The report Thursday by the National Campaign for Jobs and Income said that Maryland has failed to spend 15 percent of the $660 million in Temporary Assistance for Needy Families block grant funding it has received since 1996.
Of the unspent money the state was holding on Sept. 30, 1999, the coalition said Maryland had plans for $52.1 million, but had not yet spent it. The report said the state had not indicated how it planned to spend the remaining $47.2 million.
But a spokeswoman for the Maryland Department of Human Resources called the coalition’s figures outdated and inaccurate. Erlene Wilson conceded that there was $47.2 million in the bank on Oct. 1, but said “those monies are now being transferred” to programs to assist the poor.

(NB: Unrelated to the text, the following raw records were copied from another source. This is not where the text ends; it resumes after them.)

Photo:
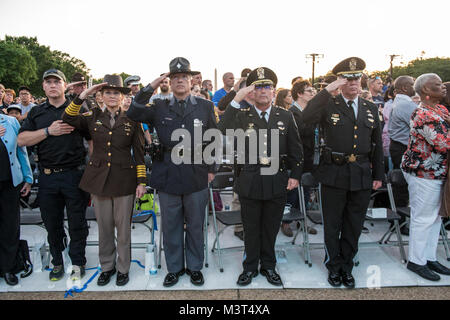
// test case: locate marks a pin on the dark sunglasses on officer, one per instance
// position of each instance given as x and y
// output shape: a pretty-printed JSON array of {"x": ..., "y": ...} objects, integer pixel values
[{"x": 351, "y": 76}]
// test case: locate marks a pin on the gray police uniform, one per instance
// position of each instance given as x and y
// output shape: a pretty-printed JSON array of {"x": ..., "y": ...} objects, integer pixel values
[
  {"x": 263, "y": 197},
  {"x": 182, "y": 188},
  {"x": 352, "y": 159}
]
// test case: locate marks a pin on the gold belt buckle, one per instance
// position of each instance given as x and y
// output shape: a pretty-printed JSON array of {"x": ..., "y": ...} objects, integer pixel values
[{"x": 264, "y": 161}]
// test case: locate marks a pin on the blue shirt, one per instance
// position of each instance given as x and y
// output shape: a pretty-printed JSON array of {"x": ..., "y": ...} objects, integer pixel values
[
  {"x": 18, "y": 157},
  {"x": 218, "y": 95}
]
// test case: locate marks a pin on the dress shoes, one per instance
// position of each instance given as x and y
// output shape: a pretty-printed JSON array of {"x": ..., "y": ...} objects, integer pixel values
[
  {"x": 245, "y": 278},
  {"x": 11, "y": 279},
  {"x": 311, "y": 230},
  {"x": 423, "y": 271},
  {"x": 334, "y": 279},
  {"x": 104, "y": 278},
  {"x": 347, "y": 280},
  {"x": 272, "y": 276},
  {"x": 437, "y": 267},
  {"x": 239, "y": 234},
  {"x": 196, "y": 277},
  {"x": 286, "y": 229},
  {"x": 172, "y": 278},
  {"x": 122, "y": 279}
]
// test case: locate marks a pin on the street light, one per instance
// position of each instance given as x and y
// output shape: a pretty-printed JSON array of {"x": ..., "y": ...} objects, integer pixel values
[{"x": 313, "y": 56}]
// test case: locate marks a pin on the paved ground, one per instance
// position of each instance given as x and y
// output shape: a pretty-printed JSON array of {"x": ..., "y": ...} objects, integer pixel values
[{"x": 403, "y": 293}]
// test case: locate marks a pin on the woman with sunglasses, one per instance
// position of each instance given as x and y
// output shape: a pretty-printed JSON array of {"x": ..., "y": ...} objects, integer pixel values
[
  {"x": 115, "y": 173},
  {"x": 425, "y": 167}
]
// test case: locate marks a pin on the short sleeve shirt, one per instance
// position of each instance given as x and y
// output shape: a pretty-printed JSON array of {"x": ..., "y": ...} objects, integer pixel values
[{"x": 64, "y": 151}]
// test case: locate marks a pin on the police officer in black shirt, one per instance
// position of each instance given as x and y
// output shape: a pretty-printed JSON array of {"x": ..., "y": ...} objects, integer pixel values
[
  {"x": 61, "y": 158},
  {"x": 262, "y": 186},
  {"x": 351, "y": 165}
]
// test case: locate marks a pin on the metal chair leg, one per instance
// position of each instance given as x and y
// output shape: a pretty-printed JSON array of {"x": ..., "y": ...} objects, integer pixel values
[
  {"x": 445, "y": 241},
  {"x": 400, "y": 241},
  {"x": 205, "y": 233},
  {"x": 215, "y": 228}
]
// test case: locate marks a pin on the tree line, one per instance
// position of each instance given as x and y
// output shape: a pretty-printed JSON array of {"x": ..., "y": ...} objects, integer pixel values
[{"x": 24, "y": 60}]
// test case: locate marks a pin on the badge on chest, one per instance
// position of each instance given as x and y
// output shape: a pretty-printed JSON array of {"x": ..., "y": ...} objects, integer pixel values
[{"x": 335, "y": 118}]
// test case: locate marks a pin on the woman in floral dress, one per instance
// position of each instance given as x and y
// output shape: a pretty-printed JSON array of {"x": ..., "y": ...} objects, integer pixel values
[{"x": 425, "y": 167}]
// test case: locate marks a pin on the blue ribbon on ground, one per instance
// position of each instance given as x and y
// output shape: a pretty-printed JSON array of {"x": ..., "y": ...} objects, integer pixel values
[
  {"x": 146, "y": 213},
  {"x": 139, "y": 263},
  {"x": 75, "y": 289}
]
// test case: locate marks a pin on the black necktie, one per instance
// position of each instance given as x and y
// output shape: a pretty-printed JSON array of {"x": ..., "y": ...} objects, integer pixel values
[
  {"x": 182, "y": 105},
  {"x": 263, "y": 116},
  {"x": 350, "y": 104}
]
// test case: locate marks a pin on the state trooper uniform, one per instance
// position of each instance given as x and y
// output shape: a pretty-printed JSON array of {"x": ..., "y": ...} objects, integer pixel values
[
  {"x": 263, "y": 197},
  {"x": 350, "y": 160},
  {"x": 182, "y": 187}
]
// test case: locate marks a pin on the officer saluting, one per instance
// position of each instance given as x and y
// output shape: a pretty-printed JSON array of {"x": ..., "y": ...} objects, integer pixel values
[
  {"x": 263, "y": 196},
  {"x": 183, "y": 188},
  {"x": 351, "y": 165}
]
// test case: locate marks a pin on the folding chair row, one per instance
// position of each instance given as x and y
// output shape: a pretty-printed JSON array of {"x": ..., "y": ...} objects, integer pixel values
[{"x": 224, "y": 182}]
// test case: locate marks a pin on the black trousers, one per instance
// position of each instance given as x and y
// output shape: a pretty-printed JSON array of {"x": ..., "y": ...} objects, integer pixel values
[
  {"x": 9, "y": 225},
  {"x": 401, "y": 195},
  {"x": 56, "y": 191},
  {"x": 261, "y": 221},
  {"x": 344, "y": 212}
]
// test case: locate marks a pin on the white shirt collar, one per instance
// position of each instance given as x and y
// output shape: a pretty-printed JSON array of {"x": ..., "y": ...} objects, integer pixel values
[
  {"x": 354, "y": 100},
  {"x": 267, "y": 112}
]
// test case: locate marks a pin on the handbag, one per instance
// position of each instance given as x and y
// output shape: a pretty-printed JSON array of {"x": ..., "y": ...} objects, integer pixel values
[
  {"x": 23, "y": 261},
  {"x": 445, "y": 204}
]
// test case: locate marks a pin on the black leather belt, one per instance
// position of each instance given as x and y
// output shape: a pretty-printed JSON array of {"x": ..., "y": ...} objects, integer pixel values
[
  {"x": 49, "y": 171},
  {"x": 342, "y": 158}
]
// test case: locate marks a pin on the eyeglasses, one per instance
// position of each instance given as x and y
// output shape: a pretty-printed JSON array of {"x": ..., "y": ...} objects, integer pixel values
[
  {"x": 352, "y": 76},
  {"x": 260, "y": 87}
]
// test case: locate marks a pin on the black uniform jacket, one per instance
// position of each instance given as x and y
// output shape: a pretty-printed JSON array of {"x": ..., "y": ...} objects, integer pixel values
[
  {"x": 306, "y": 131},
  {"x": 250, "y": 183},
  {"x": 166, "y": 116},
  {"x": 113, "y": 170},
  {"x": 345, "y": 134}
]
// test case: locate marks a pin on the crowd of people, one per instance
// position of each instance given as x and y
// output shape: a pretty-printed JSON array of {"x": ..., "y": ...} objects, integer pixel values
[{"x": 348, "y": 130}]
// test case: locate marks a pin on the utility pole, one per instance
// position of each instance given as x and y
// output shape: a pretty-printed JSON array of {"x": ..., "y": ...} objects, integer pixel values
[
  {"x": 314, "y": 57},
  {"x": 215, "y": 79},
  {"x": 392, "y": 57}
]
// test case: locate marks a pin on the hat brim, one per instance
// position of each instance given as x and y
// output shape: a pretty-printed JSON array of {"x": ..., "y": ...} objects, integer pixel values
[
  {"x": 123, "y": 90},
  {"x": 54, "y": 76},
  {"x": 13, "y": 108},
  {"x": 192, "y": 73}
]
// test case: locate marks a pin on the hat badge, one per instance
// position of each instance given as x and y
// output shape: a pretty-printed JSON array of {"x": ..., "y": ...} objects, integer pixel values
[
  {"x": 352, "y": 64},
  {"x": 260, "y": 73}
]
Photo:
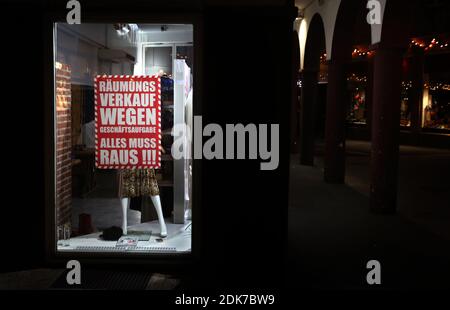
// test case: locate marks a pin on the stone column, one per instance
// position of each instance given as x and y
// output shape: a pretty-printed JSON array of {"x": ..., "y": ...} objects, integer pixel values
[{"x": 385, "y": 129}]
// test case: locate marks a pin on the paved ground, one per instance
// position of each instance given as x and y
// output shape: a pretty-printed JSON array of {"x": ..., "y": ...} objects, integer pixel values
[{"x": 332, "y": 235}]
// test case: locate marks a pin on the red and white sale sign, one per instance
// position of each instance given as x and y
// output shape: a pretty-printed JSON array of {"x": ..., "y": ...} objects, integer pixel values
[{"x": 127, "y": 122}]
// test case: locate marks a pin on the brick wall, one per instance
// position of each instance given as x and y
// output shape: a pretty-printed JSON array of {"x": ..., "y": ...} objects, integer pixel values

A great deal of funding is being put into child care subsidies and programs for families headed by teen-aged parents and grandparents, Wilson said. “Some funds are being allocated for after-school programs,” she said.
The National Campaign for Jobs and Income, an initiative of the Washington-based Center for Community Change, said in its report Thursday that Maryland is one of 45 states that are depriving low-income earners of cash assistance they need from TANF.
The TANF program replaced the Aid to Families with Dependent Children program in 1996, as part of federal welfare reform. The new program is designed to give states more leeway in how they spend assistance funds, but critics charge there are loopholes that allow states to misuse funds.
“I think all Americans should be outraged that money that was supposed to go to low-income families is being diverted for other purposes,” said Deepak Bhargava, director of the National Campaign for Jobs and Income.
“It’s not illegal, but Congress surely did not intend for this to happen …. It’s just plain wrong,” Bhargava said.
He said that federal law lets the state transfer money from TANF to other anti-poverty programs geared toward curbing drug abuse and providing childcare. He agrees with those goals, but questioned the shifting of money.
Bhargava said the states are creating surpluses by saving the money that they used to spend out of their own treasuries, and allowing TANF funds to pay for those programs now. Most of the states then spend the saved money on programs that may not be beneficial to the poor.
“In Maryland, they are doing two things,” with that saved money, said Steve Bartolomei-Hill, of the Maryland Budget and Tax Policy Institute. He said the state is “putting money away for a rainy day, and they are also taking it away from welfare and spending in non-traditional welfare programs,” such as state Department of Education grants for schools in disadvantaged neighborhoods.
Bartolomei-Hill asked, “Are more people getting child care, or is the state reducing what it spends on child care and spending those money on other things?
“The state will likely dispute the numbers …. They will say they’re old figures and they’re not sitting on any money at all,” said Bartolomei-Hill, whose organization monitors budget, tax policy and issues that affect the state’s “vulnerable population.”
That is pretty much what Wilson said, calling the issue a non-story and the report nothing more than “this group’s take on what has occurred.”
“There’s nothing new here. We talked about this back in September,” she said.
Bhargava said the report was released this week to “put poverty issues on the national agenda. A lot of states are focusing on reducing the welfare rolls, but not on reducing the number of impoverished people, he said.
“We have the money, we know how to do it, it’s just a question of political will,” he said.